Dans des déclarations relayées par plusieurs médias, le parlementaire n’a pas hésité à employer des termes forts pour qualifier ces profils. « De 130 députés, Pastef compte désormais 119 parlementaires : les 11 taupes du groupe ont été identifiées. Ils ne s’impliquent pas dans la dynamique de notre groupe. Ils sont avec nous, mais ne sont pas avec nous », a-t-il affirmé. Au-delà de ces propos, Mayabé Mbaye insiste sur la nécessité d’une vigilance renforcée.

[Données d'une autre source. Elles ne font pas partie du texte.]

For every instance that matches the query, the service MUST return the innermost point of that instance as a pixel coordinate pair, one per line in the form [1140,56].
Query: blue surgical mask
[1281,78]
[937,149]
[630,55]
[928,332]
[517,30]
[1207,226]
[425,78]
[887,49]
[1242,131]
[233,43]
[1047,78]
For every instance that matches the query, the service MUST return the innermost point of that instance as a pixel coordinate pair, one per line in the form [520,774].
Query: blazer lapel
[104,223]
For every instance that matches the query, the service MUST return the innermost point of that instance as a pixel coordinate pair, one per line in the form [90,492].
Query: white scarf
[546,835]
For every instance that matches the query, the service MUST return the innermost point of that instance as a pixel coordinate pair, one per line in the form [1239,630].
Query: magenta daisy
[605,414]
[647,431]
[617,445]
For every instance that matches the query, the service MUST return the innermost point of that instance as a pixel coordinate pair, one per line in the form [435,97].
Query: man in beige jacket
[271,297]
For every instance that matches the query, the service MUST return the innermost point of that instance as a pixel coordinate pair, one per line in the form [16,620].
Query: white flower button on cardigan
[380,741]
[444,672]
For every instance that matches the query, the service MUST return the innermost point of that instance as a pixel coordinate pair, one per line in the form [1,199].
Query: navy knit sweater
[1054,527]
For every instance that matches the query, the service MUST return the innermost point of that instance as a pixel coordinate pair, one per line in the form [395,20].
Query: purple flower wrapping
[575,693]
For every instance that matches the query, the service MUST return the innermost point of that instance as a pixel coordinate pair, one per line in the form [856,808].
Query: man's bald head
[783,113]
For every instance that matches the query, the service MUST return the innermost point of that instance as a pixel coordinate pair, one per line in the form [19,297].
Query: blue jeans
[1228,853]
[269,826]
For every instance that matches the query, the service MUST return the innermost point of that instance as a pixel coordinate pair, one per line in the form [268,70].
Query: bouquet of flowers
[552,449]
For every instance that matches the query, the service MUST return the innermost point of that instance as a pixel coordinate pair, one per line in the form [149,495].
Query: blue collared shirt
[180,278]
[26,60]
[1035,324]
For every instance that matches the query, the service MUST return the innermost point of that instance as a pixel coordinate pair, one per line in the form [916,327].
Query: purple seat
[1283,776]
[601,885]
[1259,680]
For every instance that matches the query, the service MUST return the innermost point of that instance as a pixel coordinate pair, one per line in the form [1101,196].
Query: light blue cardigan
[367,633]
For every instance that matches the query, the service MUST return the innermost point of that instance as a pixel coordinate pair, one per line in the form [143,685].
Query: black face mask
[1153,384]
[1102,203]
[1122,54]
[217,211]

Il évoque des comportements observés récemment qui auraient conduit les responsables du groupe à accroître le contrôle interne, tout en relativisant l’ampleur de la situation. « Nous avons identifié certains comportements qui nous amènent à la vigilance. Il n’y a aucune inquiétude particulière concernant d’éventuelles fuites d’informations sensibles », a-t-il précisé.

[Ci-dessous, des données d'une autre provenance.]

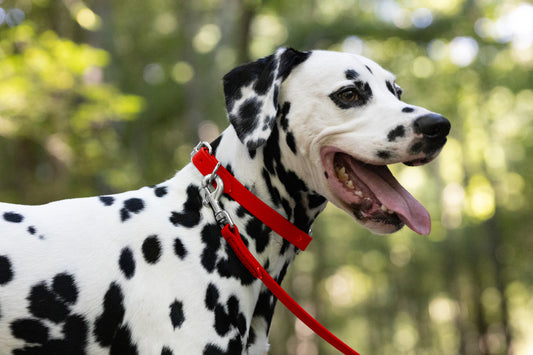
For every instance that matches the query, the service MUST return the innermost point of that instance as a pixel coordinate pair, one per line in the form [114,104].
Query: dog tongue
[390,193]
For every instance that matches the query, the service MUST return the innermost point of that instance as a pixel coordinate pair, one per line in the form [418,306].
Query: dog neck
[266,173]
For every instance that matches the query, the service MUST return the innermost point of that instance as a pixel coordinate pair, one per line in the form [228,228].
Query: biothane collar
[225,182]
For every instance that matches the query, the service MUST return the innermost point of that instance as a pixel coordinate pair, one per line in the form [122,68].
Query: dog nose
[433,126]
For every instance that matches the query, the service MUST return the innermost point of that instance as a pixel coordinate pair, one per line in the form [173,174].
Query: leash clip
[211,197]
[200,146]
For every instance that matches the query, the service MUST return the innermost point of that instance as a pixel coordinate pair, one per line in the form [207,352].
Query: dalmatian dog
[147,271]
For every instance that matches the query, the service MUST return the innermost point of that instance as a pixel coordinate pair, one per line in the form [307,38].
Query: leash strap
[208,165]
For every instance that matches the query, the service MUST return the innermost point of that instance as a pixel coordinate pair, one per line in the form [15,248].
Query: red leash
[209,166]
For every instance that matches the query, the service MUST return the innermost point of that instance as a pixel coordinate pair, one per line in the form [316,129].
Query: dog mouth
[372,194]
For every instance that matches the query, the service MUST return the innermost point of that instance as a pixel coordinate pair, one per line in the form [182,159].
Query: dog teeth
[385,209]
[349,183]
[341,174]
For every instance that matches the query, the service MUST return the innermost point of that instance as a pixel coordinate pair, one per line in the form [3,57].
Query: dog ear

Le député souligne également que certaines réserves exprimées par la direction du groupe trouvent aujourd’hui leur justification. Il fait notamment référence à la diffusion dans la presse d’informations issues de réunions internes. « Beaucoup ne comprenaient pas cette prudence. Mais lorsque certaines discussions internes ont été divulguées dans la presse peu après notre réunion, chacun a compris les raisons de la réserve d’Ousmane Sonko », a-t-il ajouté. Malgré ce contexte de suspicion, le parlementaire se veut rassurant quant à la stabilité du groupe. Il affirme que les députés concernés demeurent membres à part entière et ne font l’objet d’aucune mesure d’exclusion. « Ils sont là de droit et nous n’avons aucun problème particulier avec eux. Cependant, nous les avons identifiés et nous restons attentifs à leurs agissements », a-t-il conclu.